Eu nem sabia que existia…A despeito de lidar com a área que é costumeiro vê-los. Alguns já haviam dito que era possível e outros já haviam afirmado que tinham visto, embora eu achasse improvável.Outros chegaram até a ver que seria possível a transformação de um homem em dragão. Não achei que fosse possível. Dragões são, por natureza, diferentes dos homens. A sua natureza animal faz com que ele seja diferente. A sua natureza draconiana difere da nossa, humana. Somos diferentes a ponto de não nos reconhecermos iguais.Surge então uma pessoa que é, possivelmente, a prova que posso estar enganado. Alguém que sendo humano pode migrar de uma natureza para outra. Há quem tenha conhecido quando a natureza humana ainda era preponderante. Que via em sua face a possibilidade de encontrar humanidade e, assim, ter a “contraposição” específica de reconhecimento no outro.Parece que este leviatã não nasce humano, contudo, seja possível que tenha se transformado com o tempo, ou seja, de humano em draco.
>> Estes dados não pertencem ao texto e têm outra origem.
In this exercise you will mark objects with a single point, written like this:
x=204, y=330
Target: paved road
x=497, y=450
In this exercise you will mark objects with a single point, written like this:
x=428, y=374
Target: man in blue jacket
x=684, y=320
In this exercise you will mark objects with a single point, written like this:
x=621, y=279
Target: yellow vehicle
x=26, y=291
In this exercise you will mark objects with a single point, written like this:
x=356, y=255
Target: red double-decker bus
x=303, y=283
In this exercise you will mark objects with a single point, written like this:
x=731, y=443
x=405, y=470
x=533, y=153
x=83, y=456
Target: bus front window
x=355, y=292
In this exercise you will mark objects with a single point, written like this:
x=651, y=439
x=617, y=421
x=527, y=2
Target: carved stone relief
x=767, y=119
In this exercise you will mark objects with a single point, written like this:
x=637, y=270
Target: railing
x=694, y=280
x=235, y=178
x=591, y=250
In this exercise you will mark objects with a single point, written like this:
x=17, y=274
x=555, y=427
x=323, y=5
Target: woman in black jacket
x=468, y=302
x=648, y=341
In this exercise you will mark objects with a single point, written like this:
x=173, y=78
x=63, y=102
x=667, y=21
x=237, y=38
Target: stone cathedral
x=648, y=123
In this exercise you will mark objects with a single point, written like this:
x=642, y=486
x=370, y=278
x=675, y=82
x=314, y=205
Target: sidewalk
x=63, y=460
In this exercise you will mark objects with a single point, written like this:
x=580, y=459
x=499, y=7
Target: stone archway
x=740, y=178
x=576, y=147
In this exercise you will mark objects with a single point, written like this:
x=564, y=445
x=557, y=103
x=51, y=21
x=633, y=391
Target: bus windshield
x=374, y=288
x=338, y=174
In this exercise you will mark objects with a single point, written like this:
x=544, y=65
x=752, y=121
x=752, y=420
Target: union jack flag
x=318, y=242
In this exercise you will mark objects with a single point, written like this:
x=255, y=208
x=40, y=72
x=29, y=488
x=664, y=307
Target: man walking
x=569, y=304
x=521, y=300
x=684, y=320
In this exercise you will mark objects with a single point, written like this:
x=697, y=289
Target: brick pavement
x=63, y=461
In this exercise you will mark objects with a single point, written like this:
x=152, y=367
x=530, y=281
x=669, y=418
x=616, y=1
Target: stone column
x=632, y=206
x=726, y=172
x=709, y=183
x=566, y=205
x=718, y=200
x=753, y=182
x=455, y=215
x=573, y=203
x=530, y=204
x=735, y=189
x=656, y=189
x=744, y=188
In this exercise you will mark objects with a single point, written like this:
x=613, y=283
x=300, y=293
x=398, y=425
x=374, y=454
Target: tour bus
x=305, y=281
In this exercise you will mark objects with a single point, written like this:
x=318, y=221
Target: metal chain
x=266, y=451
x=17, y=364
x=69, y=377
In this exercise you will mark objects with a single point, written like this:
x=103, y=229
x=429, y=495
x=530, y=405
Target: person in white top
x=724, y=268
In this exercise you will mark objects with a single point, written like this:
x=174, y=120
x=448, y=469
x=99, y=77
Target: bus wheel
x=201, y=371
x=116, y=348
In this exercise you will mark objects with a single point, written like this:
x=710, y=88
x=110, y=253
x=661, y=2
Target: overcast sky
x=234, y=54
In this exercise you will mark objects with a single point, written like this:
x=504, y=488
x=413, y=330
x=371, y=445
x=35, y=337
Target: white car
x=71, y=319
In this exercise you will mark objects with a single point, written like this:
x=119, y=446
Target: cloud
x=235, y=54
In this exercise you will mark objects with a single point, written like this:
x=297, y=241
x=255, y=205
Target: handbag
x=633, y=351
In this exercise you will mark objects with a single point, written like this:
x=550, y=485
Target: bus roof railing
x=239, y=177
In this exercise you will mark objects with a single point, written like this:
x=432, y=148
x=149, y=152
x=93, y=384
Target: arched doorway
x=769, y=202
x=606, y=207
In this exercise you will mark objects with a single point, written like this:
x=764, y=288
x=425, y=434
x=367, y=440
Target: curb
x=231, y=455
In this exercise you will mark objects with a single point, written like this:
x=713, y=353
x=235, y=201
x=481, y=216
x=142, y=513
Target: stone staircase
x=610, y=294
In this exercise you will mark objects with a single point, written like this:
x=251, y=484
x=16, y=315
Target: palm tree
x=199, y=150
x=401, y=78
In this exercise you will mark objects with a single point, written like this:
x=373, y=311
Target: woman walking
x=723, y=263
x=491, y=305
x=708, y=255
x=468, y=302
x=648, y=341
Sua face revela a dinâmica da fome eterna. Da procura pela detruição. Não consegue descansar sem acordar com sustos  e pesadelos. Sabe que os humanos são seus persecutores (ainda que, em sua maioria, nem sequer liguem para sua existência). Enrola a sua calda a modo de trama para que não possa ser pego de surpresa. Sua malha de escamas parece intransponível ao ataque. Sua mente hiperativa é capaz de ver no mínimo ato um ataque potencial. Nada é passível de desprezo, pois, em sua mente, não pode negligenciar. Cada migalha pode gerar o seu fim. Por isso é “forçado” a destruir tudo por onde passa. Quando se arrasta por um lugar, nada de fértil parece resistir…Suas patas agarram a natureza, sendo que suas garras perfuram toda a delicadeza. O peso de seu corpo e demais para a relva. Seus atos de tamanha obscuridade que o fazem denso. A figura mitológica comporta um ar de sobrenatural.
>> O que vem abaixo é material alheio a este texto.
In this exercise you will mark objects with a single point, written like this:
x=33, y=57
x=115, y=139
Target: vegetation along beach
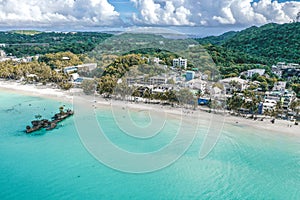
x=150, y=99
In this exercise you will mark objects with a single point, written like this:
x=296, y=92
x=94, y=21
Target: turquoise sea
x=245, y=163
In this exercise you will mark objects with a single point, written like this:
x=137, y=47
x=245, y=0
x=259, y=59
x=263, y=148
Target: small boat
x=49, y=125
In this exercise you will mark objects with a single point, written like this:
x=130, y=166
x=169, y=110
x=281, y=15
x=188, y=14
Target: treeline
x=267, y=44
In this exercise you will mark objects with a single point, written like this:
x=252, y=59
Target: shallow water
x=245, y=163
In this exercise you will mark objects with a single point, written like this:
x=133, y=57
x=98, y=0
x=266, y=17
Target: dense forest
x=267, y=44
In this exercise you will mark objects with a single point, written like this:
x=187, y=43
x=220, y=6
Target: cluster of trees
x=267, y=44
x=21, y=44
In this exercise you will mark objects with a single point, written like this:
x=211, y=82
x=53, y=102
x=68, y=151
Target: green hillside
x=267, y=44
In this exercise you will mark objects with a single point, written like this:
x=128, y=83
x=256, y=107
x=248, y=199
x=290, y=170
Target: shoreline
x=45, y=91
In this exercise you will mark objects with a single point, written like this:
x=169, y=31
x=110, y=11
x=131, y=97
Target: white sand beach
x=46, y=91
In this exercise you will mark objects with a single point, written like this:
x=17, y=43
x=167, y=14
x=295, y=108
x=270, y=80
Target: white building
x=158, y=80
x=268, y=106
x=180, y=62
x=251, y=72
x=241, y=83
x=196, y=84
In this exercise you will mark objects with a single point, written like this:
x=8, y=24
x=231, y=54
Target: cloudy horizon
x=188, y=16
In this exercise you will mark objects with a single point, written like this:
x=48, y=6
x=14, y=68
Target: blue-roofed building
x=189, y=75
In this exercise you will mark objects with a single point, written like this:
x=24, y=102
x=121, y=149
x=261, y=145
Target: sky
x=196, y=17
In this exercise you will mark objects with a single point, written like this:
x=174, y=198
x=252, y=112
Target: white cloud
x=214, y=12
x=57, y=12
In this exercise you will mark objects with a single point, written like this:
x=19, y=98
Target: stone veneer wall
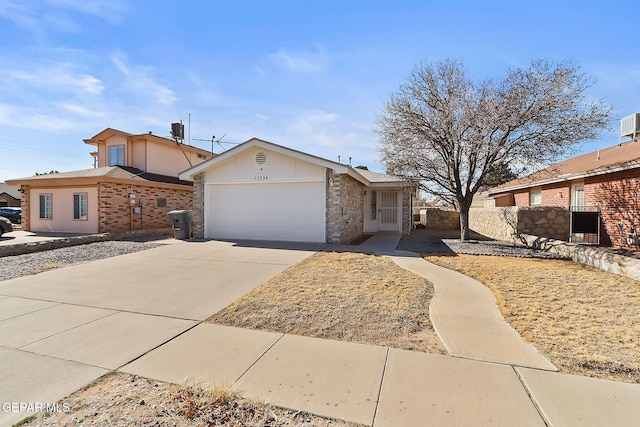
x=509, y=223
x=345, y=208
x=198, y=206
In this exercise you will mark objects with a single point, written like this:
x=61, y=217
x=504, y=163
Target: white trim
x=265, y=182
x=255, y=142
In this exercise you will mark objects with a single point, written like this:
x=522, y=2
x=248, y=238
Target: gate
x=585, y=225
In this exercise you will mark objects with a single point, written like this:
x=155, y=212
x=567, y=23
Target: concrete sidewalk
x=466, y=317
x=382, y=387
x=61, y=329
x=58, y=330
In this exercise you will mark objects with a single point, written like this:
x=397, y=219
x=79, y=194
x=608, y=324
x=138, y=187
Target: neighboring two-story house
x=133, y=186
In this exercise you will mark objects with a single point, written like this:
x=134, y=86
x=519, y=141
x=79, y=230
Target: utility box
x=181, y=222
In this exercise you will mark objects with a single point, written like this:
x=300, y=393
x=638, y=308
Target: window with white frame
x=535, y=197
x=46, y=206
x=116, y=155
x=80, y=206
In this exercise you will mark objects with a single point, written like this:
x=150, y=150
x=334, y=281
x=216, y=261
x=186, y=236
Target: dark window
x=46, y=202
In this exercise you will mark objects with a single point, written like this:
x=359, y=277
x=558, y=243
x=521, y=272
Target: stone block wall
x=117, y=212
x=509, y=223
x=441, y=219
x=587, y=255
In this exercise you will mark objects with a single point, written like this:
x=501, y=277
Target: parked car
x=5, y=226
x=12, y=214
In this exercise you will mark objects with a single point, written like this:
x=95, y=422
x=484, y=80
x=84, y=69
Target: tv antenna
x=218, y=141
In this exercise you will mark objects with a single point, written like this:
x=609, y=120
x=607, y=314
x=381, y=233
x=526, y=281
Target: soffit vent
x=261, y=158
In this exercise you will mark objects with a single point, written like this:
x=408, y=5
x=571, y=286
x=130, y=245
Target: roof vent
x=261, y=158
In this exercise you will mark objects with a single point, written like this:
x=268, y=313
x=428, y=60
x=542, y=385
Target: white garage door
x=266, y=211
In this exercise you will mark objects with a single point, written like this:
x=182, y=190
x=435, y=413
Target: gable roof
x=11, y=190
x=617, y=158
x=109, y=132
x=256, y=142
x=364, y=176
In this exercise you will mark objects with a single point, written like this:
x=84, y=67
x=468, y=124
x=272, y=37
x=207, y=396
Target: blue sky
x=311, y=75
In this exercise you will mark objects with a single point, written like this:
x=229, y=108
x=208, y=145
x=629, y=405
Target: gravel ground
x=448, y=242
x=23, y=265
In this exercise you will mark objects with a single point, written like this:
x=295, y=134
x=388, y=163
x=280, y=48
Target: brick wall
x=618, y=197
x=521, y=198
x=557, y=195
x=117, y=212
x=198, y=206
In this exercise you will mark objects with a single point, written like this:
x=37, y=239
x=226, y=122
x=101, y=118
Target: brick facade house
x=263, y=191
x=134, y=186
x=605, y=182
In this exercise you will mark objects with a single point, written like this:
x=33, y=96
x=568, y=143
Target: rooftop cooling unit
x=177, y=131
x=630, y=125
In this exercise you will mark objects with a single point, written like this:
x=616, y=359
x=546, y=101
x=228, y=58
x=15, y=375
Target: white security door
x=388, y=210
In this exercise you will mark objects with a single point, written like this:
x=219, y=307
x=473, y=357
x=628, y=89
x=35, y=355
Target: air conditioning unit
x=630, y=125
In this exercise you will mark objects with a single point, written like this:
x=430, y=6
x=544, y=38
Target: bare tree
x=446, y=131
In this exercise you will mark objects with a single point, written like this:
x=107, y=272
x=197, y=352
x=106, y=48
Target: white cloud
x=140, y=79
x=301, y=62
x=57, y=76
x=13, y=116
x=80, y=110
x=111, y=10
x=20, y=14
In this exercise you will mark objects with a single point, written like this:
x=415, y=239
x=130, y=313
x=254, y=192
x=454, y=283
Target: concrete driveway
x=61, y=329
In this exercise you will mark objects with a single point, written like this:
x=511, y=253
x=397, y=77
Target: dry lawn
x=125, y=400
x=342, y=296
x=584, y=320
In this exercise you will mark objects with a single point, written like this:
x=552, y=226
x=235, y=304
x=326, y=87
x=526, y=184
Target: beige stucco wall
x=62, y=210
x=151, y=154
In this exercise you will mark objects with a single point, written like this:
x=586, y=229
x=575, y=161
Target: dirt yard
x=342, y=296
x=130, y=401
x=586, y=321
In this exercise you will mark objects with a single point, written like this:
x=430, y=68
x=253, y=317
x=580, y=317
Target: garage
x=289, y=211
x=259, y=190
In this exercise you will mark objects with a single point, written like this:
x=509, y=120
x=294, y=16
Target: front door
x=388, y=210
O que podemos analisar é que a figura sofre, e isso é inevitável. Perceber o sofrimento que tenta desesperadamente esconder não é difícil. Seus olhos vermelhos de dragão, fugidios ou fixos, são reveladores que tem uma alma conturbada. Que engole a si mesma em uma repetição infinita. O gosto de sua própria essência é nauseante. O estágio do espelho desesperador. Ele sofre. Sofre. Sofre.Faz sofrer muito mais que sofre.

Aqueles que cruzam o seu caminho não sobram sem lesão. A maioria tem medo. Outros querem-no morto. Poucos querem vê-lo humilhado. Menos ainda curado.

O que é certo é que a situação é intrigante. Um homem-dragão. Formado do fogo do desejo da proteção do perigo que não existe. Pelo medo da mediocridade de seus pensamentos. Do temor de não ser o melhor, que jamais será. Dos bons sentimentos, que aparentemente tinha, e que transformaram a luz de sua visão em sombras. Da sua boca flamejante, as labaredas que são a tônica do que existe em sua essência.  Intrigante… Puramente intrigante…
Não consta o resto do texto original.